Updated: I misremembered that Brown ultimately voted against the Ryan budget.
Dan Kennedy has a reasonably well-balanced account of the Scott Brown/Elizabeth Warren senate race in a Huffington Post colum, with two puzzlers.
Kennedy says that “[t]he outlier” to Brown’s “not taking strong stands on divisive issues” is the Blunt amendment. Seems curious to omit Brown’s support for Rep. Paul Ryan’s plan to eliminate/replace/transform Medicare and Brown’s support for the Balanced Budget Amendment. Both are extremely conservative answers to the challenges of the day.
Maybe Kennedy didn’t include Brown’s positions on Medicare or the Balanced Budget Amendment because they are not, in the current conversation, divisive issues. Let’s call them potentially divisive issues. If so, then Kennedy’s dismissive note that “no one is really angry at Brown other than liberal activists” is also curious*. Maybe nobody’s angry because nobody (outside the liberal-activist echo chamber) knows Brown’s positions. Which might be because the media (Kennedy in this piece included) have spent more time admiring Brown’s skills at appearing moderate than analyzing the positions he’s taken.
What do you think? Are there other “outlier” positions that might make those who don’t hate Brown rethink how moderate he is?
*He had an even more curious set of tweets (here and here)this week:
The dynamic driving #masen is that no one is mad at @ScottBrownMA except for activist Democrats and liberals. #mapoli
Activist Democrats and liberals telling us how much they detest @ScottBrownMA doesn’t change that dynamic. #masen #mapoli
Activists Democrats and liberals are using social media to share why we detest Brown’s positions (not Brown, it’s not personal), with the hopes of changing the dynamic. That’s the point of social media.
David says
first, Brown eventually said he didn’t support the Ryan plan (after famously saying that he did, and then refusing to say anything about it).
Second, I find it hard to disagree with Dan’s point that, for the most part, there’s not a lot of actual anger out there at Scott Brown. I mean, I’m not angry at him. I’m disappointed and puzzled, and I certainly hope he loses in November, but it’s not really his fault that he’s not a leader (it’s just not in some people’s constitution), and for the most part (Blunt amendment being the glaring exception), his positions on the issues don’t surprise me – he is, after all, a Republican.

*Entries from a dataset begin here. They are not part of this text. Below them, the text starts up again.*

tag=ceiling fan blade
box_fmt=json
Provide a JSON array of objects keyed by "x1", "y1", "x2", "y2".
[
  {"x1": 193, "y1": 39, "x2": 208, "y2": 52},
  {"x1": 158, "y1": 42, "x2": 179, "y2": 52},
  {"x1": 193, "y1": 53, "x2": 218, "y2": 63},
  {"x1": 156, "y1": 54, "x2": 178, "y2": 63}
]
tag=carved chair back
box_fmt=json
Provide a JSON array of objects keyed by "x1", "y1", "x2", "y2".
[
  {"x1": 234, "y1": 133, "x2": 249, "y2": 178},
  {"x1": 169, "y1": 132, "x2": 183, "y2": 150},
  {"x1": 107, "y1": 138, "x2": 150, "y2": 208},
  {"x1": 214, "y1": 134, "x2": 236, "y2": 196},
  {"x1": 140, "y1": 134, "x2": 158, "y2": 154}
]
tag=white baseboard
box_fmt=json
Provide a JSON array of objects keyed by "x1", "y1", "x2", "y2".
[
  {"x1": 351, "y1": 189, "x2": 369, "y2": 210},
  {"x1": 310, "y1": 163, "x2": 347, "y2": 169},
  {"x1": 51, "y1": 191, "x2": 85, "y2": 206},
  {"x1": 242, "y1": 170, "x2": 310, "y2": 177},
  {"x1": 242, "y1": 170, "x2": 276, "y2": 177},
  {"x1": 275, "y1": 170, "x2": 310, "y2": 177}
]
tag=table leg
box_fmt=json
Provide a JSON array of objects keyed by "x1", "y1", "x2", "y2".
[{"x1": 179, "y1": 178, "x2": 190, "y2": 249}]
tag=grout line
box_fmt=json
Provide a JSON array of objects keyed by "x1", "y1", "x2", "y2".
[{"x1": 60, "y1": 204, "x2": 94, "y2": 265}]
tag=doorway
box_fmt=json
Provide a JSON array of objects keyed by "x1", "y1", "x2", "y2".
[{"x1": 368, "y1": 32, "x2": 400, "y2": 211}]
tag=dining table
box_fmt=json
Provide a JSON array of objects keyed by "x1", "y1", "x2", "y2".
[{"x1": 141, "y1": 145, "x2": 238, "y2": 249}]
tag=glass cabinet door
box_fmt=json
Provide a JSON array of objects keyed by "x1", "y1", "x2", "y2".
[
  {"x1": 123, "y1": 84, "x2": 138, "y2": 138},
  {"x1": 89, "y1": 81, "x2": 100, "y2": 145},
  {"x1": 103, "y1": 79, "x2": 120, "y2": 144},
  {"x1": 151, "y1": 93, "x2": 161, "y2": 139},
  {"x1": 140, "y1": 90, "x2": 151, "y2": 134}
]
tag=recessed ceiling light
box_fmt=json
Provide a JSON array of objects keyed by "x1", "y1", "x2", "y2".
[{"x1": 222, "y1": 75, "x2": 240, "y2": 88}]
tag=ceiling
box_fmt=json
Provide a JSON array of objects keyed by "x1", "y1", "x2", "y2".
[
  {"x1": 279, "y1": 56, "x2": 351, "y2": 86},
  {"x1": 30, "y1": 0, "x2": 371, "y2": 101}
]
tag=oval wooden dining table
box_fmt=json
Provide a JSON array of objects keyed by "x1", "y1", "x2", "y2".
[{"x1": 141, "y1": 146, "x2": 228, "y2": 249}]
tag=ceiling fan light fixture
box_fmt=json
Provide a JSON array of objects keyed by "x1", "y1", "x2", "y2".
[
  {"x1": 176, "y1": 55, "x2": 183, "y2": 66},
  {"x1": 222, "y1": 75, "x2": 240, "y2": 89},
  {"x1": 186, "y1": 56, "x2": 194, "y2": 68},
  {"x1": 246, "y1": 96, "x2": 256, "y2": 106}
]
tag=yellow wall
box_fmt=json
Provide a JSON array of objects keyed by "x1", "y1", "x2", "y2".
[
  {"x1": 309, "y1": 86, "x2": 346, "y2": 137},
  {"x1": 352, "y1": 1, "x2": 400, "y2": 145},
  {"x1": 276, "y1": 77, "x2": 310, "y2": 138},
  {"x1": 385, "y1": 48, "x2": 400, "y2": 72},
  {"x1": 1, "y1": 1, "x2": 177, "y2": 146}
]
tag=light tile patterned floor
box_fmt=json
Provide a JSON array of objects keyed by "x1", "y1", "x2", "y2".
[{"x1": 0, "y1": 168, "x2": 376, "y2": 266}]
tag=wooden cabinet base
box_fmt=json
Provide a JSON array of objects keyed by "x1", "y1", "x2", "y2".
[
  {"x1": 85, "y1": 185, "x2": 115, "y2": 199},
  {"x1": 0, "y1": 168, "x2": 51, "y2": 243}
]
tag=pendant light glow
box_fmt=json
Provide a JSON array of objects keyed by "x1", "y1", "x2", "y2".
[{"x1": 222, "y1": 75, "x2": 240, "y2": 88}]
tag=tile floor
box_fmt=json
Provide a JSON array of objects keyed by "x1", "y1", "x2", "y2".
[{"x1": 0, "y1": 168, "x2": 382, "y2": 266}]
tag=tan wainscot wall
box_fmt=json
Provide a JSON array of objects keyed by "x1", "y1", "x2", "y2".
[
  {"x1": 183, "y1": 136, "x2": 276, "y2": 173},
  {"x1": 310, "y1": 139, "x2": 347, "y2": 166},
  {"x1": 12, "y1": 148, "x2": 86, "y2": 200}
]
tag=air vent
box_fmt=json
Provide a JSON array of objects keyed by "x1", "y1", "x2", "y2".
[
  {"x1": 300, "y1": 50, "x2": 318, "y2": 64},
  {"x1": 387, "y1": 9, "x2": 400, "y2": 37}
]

He won’t lose because people are mad at him. If he loses, it will be because he is basically a lousy Senator whose views on at least some important issues are well out of step with the people of MA, and because Elizabeth Warren has convinced the people of MA that she can be a much better one. I have no doubt that she can make that case. It’s up to her to do it.
dont-get-cute says
He said the S&P downgrade was a shot across the bow, and thanked God Ryan stepped up to propose a budget, he didn’t say it was exactly the budget he’d prefer: “And finally we had Congressman Ryan come forth with a budget proposal, thank God, because we hadn’t had one in a couple years, and that now has forced the debate and forced the President actually to come forth with his budget proposal.” http://www.youtube.com/watch?v=nQrSnth18Io
And then, after Congress had that “forced debate” it was Brown who led the Senate out of their partisan gridlock.
Hmm, what did I say back then?
There is a great advantage to having the ear of an independent Republican Senator who has leadership in Washington. Imagine if Coakley were in there, she’d just have been another Democrat in the chorus complaining about Boehner and Ryan, and it would all have come down to who had the majority, and if she had won, 2010 would have been much worse for Democrats in the rest of the country than it was.
David says
LOL that is news to me, and also to everyone in Washington DC. Brown didn’t “lead” anyone out of anything, because he never actually came forward with any ideas. He was less of a party ideologue on those issues than some, but that is not the same as leadership.
oceandreams says
Opposing Elana Kagan for the Supreme Court. But we also can’t forget Senator Brown’s fight to save big financial institutions $19B in taxes to pay for the financial reform bill. He voted against toughening regulations on derivative markets that were a key factor in the financial meltdown.